Es ging um die Übergabe einer Spende in Höhe von 300 Euro und auch darum, dass zwei Schüler ihren „Kollegen“ einmal zeigen konnten, wo sie einen Teil ihrer Freizeit verbringen. Jannis Dippon und Kristina Nazarenas sind als Ehrenamtliche in der Gemeinschaftsunterkunft für Flüchtlinge tätig und kümmern sich dort vor allem um Kinder. „Das machen wir jeden Freitagnachmittag zusammen mit einigen Müttern“, erzählen die beiden 15-Jährigen. Spielen, Schlittenfahren, Basteln, das Programm ist nicht festgelegt. „Es macht Spaß und es ist eine gute Gelegenheit, helfen zu können“, sind die beiden jungen Leute überzeugt. Und Jannis sagt einen Satz, der für einen 15-Jährigen wohl eher ungewöhnlich ist: „Man kann damit auch ein Lächeln in die Gesichter zaubern.“ Und das wollte dann auch die ganze Klasse mit einer Aktion vor Weihnachten.

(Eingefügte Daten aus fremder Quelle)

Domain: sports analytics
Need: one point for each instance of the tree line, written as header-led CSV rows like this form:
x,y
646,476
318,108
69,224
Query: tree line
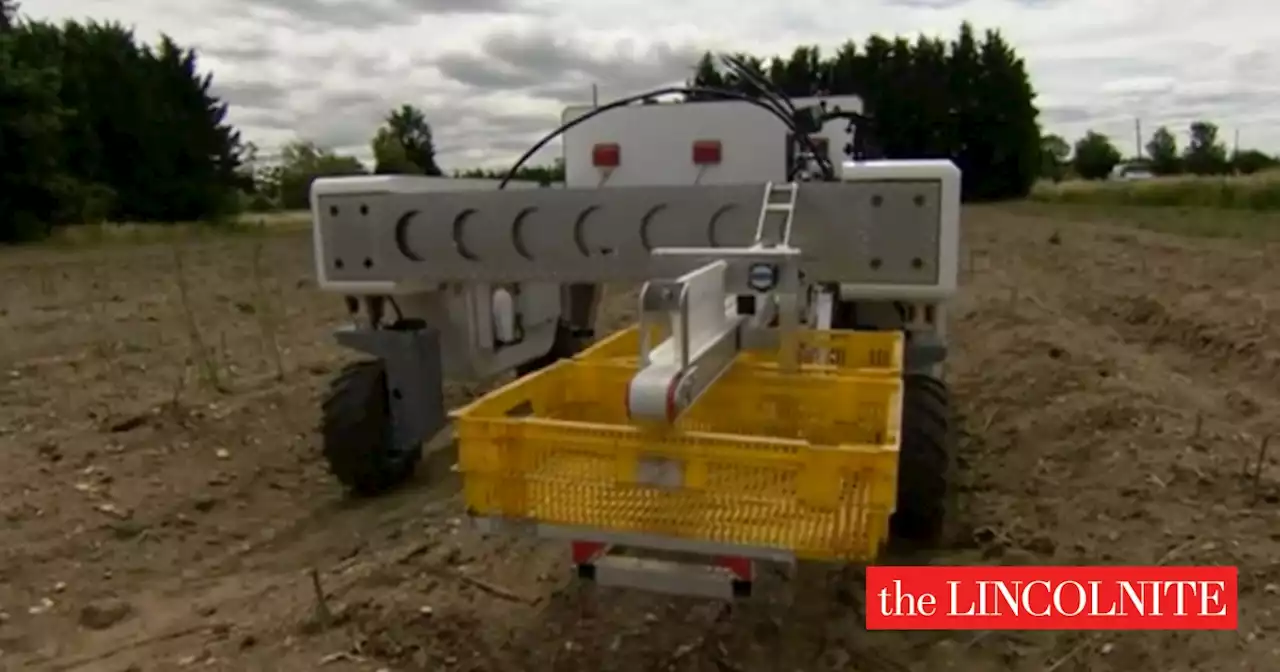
x,y
1095,155
100,127
968,99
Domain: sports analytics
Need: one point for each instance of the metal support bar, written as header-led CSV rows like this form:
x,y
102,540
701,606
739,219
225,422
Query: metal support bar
x,y
414,378
704,339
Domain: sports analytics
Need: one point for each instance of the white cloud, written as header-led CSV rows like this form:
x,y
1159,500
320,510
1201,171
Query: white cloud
x,y
492,74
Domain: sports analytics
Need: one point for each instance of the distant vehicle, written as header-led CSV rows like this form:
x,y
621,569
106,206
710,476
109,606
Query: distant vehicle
x,y
1127,172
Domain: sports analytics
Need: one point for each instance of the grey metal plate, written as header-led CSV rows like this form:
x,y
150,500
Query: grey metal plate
x,y
864,232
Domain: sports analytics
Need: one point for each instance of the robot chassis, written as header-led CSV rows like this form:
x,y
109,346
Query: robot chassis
x,y
483,282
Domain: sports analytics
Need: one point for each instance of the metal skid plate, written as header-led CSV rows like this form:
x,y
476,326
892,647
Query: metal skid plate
x,y
873,232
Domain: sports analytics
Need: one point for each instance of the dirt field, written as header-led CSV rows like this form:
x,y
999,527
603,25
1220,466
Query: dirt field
x,y
1115,388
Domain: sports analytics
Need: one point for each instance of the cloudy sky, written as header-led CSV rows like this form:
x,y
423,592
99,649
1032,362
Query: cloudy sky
x,y
492,74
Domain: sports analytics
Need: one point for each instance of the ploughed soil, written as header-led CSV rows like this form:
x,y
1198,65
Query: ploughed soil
x,y
163,504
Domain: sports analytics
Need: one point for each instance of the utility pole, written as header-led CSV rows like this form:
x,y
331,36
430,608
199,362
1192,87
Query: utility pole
x,y
1137,136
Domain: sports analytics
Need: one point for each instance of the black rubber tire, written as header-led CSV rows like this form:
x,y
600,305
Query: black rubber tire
x,y
924,461
356,429
565,346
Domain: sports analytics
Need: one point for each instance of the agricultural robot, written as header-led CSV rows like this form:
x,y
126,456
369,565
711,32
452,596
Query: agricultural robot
x,y
781,397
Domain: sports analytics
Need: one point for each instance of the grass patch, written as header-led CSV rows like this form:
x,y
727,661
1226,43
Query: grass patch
x,y
1191,222
131,233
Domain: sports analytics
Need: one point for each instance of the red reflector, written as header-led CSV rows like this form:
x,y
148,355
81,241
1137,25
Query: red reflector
x,y
606,155
705,151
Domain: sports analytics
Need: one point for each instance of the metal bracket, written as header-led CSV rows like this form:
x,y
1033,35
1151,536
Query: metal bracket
x,y
414,378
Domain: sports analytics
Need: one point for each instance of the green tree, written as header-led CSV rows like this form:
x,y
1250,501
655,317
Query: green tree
x,y
8,14
391,158
969,100
301,163
406,140
1054,156
30,142
1095,156
1162,152
1205,155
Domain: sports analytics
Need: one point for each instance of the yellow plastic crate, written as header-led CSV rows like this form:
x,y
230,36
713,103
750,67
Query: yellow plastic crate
x,y
821,351
799,462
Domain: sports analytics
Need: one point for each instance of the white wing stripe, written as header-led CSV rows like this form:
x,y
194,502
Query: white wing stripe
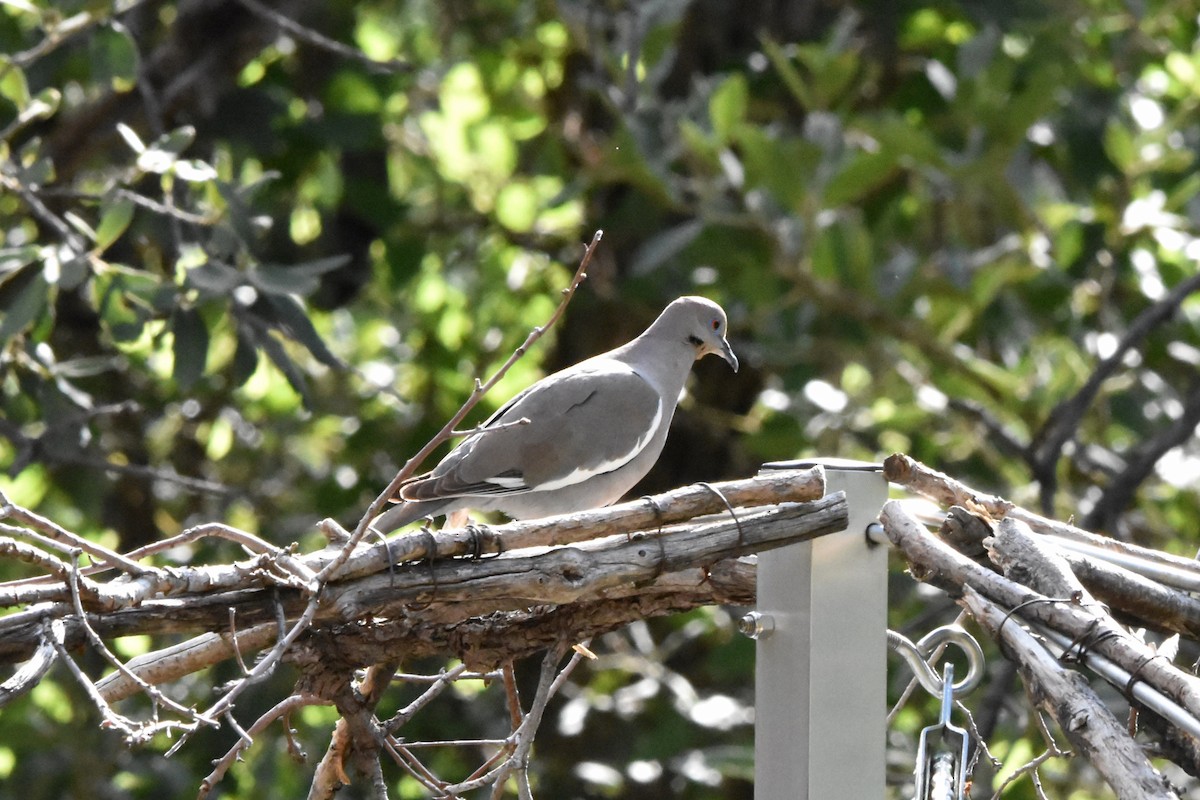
x,y
582,474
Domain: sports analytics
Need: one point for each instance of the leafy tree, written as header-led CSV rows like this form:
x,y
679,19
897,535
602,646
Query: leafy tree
x,y
255,254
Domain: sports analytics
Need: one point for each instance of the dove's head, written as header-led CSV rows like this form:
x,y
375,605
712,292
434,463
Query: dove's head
x,y
701,323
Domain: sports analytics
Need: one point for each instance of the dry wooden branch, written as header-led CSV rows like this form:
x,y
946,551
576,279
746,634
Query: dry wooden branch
x,y
1078,710
935,561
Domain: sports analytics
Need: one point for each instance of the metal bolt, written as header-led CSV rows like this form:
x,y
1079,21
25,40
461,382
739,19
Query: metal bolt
x,y
756,625
876,535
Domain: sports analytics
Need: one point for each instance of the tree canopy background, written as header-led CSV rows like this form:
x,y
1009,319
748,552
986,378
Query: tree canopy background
x,y
255,254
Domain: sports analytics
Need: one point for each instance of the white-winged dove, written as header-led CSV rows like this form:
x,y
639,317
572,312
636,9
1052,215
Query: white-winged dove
x,y
579,438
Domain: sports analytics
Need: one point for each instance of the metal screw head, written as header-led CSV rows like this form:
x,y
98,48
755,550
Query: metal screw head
x,y
756,625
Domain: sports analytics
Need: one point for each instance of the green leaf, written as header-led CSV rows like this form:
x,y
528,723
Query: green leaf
x,y
195,170
191,348
280,358
294,278
15,258
131,138
864,173
727,106
114,56
13,85
245,356
292,319
213,278
787,73
25,307
1119,146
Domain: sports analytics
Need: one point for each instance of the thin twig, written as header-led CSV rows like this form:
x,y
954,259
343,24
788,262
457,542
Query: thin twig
x,y
245,739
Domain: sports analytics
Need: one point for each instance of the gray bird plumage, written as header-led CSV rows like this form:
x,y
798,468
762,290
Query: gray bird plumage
x,y
592,431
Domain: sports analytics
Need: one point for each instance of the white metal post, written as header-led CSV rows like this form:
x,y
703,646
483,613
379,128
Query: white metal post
x,y
821,669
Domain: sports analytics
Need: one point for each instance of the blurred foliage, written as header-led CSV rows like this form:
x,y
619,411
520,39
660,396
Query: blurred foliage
x,y
245,272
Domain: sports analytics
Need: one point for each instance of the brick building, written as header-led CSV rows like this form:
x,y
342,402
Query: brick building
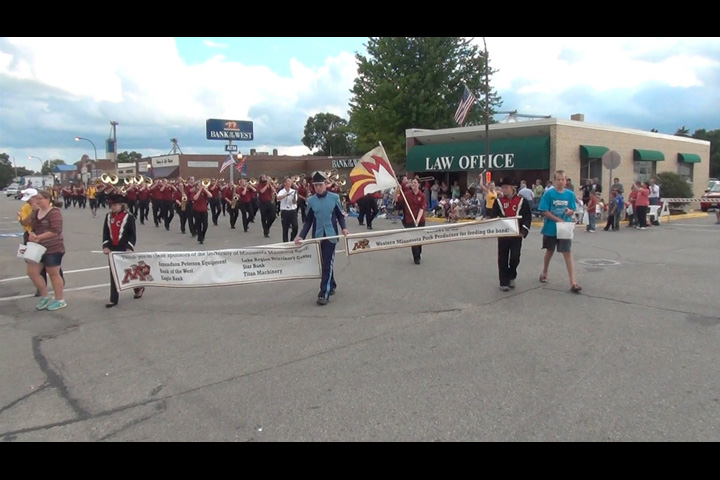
x,y
532,149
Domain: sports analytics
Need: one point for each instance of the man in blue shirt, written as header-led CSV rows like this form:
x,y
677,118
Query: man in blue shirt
x,y
324,213
557,205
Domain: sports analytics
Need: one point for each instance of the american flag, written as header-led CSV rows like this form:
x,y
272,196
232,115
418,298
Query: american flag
x,y
227,163
467,100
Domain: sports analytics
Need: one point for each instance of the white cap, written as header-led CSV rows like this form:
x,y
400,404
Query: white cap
x,y
28,194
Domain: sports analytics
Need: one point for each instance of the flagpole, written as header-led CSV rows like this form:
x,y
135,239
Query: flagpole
x,y
398,185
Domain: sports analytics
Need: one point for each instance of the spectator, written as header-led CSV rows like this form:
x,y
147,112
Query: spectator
x,y
46,229
655,193
538,190
641,204
591,207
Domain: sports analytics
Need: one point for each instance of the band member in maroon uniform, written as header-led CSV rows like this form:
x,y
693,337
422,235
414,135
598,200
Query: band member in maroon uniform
x,y
156,197
200,197
413,204
143,198
119,235
303,194
247,192
232,203
510,205
168,203
266,192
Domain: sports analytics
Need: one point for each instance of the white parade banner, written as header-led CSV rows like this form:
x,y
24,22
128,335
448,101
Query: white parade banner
x,y
407,237
216,267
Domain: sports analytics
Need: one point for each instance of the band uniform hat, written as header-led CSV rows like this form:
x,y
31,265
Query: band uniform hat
x,y
28,193
508,181
318,177
116,198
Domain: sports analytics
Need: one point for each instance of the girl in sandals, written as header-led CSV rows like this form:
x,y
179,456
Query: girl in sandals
x,y
557,205
119,235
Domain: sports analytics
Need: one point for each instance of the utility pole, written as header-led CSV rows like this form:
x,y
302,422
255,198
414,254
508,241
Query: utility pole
x,y
487,107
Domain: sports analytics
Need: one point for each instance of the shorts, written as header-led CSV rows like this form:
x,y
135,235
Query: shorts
x,y
553,244
52,259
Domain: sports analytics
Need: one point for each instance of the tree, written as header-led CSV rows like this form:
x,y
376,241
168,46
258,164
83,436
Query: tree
x,y
414,82
682,132
328,133
713,136
49,166
131,157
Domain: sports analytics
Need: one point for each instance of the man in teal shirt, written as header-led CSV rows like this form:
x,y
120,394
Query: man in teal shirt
x,y
557,205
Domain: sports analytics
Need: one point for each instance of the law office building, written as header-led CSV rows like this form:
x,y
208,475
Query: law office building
x,y
533,149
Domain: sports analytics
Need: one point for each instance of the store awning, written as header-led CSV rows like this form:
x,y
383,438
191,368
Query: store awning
x,y
164,172
648,155
592,151
689,158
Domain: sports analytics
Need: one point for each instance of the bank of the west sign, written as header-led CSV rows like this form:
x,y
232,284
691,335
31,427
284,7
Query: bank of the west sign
x,y
531,153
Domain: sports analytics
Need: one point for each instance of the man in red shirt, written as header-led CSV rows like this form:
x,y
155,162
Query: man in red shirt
x,y
413,203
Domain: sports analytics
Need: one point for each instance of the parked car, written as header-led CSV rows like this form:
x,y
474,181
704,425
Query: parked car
x,y
711,198
13,190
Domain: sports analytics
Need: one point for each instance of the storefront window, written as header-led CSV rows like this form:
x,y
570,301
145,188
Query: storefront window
x,y
685,170
643,171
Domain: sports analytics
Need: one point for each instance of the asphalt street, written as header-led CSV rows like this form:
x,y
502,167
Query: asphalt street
x,y
403,352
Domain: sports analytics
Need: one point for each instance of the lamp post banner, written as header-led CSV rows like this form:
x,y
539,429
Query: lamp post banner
x,y
215,267
408,237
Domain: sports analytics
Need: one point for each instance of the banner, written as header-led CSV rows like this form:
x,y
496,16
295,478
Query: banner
x,y
215,267
407,237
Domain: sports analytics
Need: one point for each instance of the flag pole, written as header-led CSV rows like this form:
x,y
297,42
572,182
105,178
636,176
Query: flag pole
x,y
398,185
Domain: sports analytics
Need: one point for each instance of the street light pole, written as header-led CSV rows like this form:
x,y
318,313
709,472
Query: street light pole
x,y
77,139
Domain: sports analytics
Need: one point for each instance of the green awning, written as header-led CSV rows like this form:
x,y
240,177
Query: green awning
x,y
648,155
592,151
689,158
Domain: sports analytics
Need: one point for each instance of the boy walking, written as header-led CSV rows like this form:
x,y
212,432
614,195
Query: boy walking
x,y
557,205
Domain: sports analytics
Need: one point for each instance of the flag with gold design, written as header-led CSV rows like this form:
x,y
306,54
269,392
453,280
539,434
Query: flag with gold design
x,y
372,173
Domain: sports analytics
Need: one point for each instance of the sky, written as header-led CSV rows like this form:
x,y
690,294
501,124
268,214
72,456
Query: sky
x,y
55,89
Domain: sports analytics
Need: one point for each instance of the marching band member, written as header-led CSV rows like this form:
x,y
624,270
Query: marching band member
x,y
288,209
143,200
247,193
510,205
232,204
324,213
200,198
119,235
156,197
413,204
215,199
266,191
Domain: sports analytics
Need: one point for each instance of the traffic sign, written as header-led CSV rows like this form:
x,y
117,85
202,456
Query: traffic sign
x,y
611,159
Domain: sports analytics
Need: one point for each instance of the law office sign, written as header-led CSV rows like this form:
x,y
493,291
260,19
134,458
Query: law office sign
x,y
217,129
506,154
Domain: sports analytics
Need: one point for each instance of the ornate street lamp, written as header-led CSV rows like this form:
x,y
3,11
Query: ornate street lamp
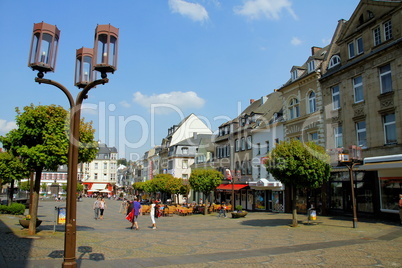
x,y
350,160
43,59
45,40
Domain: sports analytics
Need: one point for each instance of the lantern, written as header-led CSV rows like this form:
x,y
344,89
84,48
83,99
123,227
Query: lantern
x,y
84,73
43,52
105,49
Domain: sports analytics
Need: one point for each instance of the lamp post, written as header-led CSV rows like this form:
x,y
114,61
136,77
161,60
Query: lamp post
x,y
350,160
102,58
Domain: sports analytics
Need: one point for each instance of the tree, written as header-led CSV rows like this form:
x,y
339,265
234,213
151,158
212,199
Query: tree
x,y
205,181
42,141
11,169
174,186
299,165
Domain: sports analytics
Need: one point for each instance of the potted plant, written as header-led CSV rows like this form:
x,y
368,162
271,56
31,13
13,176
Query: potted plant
x,y
26,220
239,212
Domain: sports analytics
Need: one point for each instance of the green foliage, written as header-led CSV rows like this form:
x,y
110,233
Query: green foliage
x,y
205,180
42,137
24,186
303,165
14,209
11,168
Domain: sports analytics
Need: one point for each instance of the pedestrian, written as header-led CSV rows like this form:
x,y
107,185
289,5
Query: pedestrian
x,y
400,207
96,208
137,212
154,212
222,210
102,208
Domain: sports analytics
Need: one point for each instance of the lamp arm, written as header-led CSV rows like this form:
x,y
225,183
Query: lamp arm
x,y
83,93
58,85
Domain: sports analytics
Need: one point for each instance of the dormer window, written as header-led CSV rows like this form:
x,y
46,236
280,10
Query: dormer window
x,y
355,48
294,75
294,110
311,66
335,60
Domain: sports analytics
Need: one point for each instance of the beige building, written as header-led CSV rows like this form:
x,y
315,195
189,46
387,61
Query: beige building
x,y
362,93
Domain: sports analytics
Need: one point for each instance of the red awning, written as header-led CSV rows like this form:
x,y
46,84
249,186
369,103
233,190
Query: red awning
x,y
228,187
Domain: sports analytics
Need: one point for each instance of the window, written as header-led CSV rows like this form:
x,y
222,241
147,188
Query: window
x,y
311,66
311,102
336,104
359,43
387,30
361,134
355,47
313,136
351,47
338,137
185,163
335,60
386,78
358,89
294,75
377,36
248,142
389,128
294,111
243,168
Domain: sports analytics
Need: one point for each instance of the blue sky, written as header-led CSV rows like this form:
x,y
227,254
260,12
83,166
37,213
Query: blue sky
x,y
176,57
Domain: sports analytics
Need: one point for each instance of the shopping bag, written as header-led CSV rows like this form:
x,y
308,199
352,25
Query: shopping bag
x,y
130,216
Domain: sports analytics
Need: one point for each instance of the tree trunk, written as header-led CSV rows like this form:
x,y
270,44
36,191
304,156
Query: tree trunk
x,y
35,203
11,193
294,208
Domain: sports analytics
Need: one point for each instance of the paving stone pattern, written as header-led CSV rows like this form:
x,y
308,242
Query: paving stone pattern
x,y
260,239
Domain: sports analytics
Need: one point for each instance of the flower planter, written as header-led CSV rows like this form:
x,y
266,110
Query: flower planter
x,y
25,223
239,214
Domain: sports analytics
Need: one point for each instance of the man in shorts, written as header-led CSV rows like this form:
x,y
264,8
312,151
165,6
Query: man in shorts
x,y
137,212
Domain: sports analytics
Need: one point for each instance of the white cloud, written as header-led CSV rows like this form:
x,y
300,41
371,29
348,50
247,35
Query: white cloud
x,y
6,126
168,102
194,11
270,9
125,104
295,41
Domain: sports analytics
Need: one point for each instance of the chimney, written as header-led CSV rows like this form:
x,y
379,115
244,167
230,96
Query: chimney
x,y
314,50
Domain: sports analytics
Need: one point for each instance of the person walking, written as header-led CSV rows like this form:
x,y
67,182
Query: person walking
x,y
102,208
154,213
96,207
400,207
137,212
222,210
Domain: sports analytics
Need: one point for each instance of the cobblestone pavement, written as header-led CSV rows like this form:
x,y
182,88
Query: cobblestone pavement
x,y
258,240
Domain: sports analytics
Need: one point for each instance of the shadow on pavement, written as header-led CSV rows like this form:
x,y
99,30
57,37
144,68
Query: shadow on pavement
x,y
12,247
267,223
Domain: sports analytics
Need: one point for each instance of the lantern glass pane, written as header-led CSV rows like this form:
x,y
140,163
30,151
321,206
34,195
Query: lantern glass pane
x,y
112,51
87,69
34,48
77,71
45,48
102,49
54,53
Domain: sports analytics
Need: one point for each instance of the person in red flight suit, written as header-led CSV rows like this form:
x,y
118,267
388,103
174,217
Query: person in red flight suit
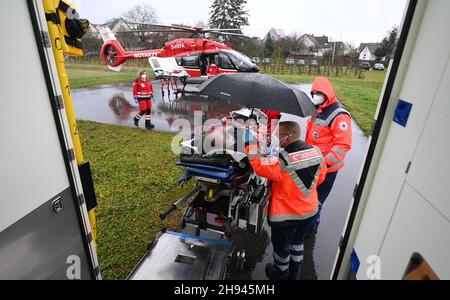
x,y
143,94
331,131
294,174
212,70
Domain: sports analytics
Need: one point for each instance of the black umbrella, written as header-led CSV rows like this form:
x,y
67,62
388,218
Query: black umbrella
x,y
254,90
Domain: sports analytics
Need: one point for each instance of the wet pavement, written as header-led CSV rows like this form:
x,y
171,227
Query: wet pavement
x,y
114,104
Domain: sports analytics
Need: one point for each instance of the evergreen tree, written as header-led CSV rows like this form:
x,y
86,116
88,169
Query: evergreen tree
x,y
228,14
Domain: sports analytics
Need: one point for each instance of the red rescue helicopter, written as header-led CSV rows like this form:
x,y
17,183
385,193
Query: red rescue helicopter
x,y
192,55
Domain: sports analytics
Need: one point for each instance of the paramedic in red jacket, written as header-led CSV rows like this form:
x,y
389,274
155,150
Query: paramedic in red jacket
x,y
331,131
143,94
294,174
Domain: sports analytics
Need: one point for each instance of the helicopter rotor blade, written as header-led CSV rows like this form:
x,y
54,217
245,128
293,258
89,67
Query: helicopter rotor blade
x,y
164,26
228,33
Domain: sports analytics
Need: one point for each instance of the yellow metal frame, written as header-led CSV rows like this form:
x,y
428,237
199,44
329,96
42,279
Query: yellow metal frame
x,y
60,48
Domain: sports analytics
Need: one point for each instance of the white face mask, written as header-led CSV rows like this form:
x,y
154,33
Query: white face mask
x,y
318,99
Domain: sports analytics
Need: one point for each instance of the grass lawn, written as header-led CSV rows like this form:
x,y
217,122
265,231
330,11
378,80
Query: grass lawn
x,y
85,75
134,170
360,96
134,173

„Die Schüler haben beim Edeka-Markt in der Stadtmitte den Kunden geholfen, ihre Einkäufe zu verpacken und   zum Auto zu bringen“, sagt Lehrer Rapp. Dafür habe es dann kleine Spenden gegeben. Egal ob 50 Cent oder einen Euro, die Arbeit hat sich wohl gelohnt. Mit den gesammelten 300 Euro sollen Freizeitaktivitäten mit Flüchtlingskindern unterstützt werden. Martin Larisch vom Sozialdienst für Flüchtlinge des Caritasverbandes Sigmaringen nahm den symbolischen Scheck im Empfang und dankte den jungen Leuten für ihr Engagement. Und er machte deutlich: Weitere Helfer sind immer gerne willkommen.

In der 9a denkt man bereits über die nächste Aktion nach. „Da fällt uns schon noch was ein“, sind sich die jungen Leute sicher. Und Klassenlehrer Christof Rapp ist überzeugt, dass seine Schüler das auch wahr machen werden.

 

Bild: HZG-Schüler, junge Bewohner vom „gelben Haus“, Betreuer und Lehrer rücken eng zusammen. Mit der 300€-Spende sollen Freizeitaktivitäten unterstützt werden. Bild: Caritas.

(Beitrag von: Karlheinz Fahlbusch für Caritasverband Sigmaringen)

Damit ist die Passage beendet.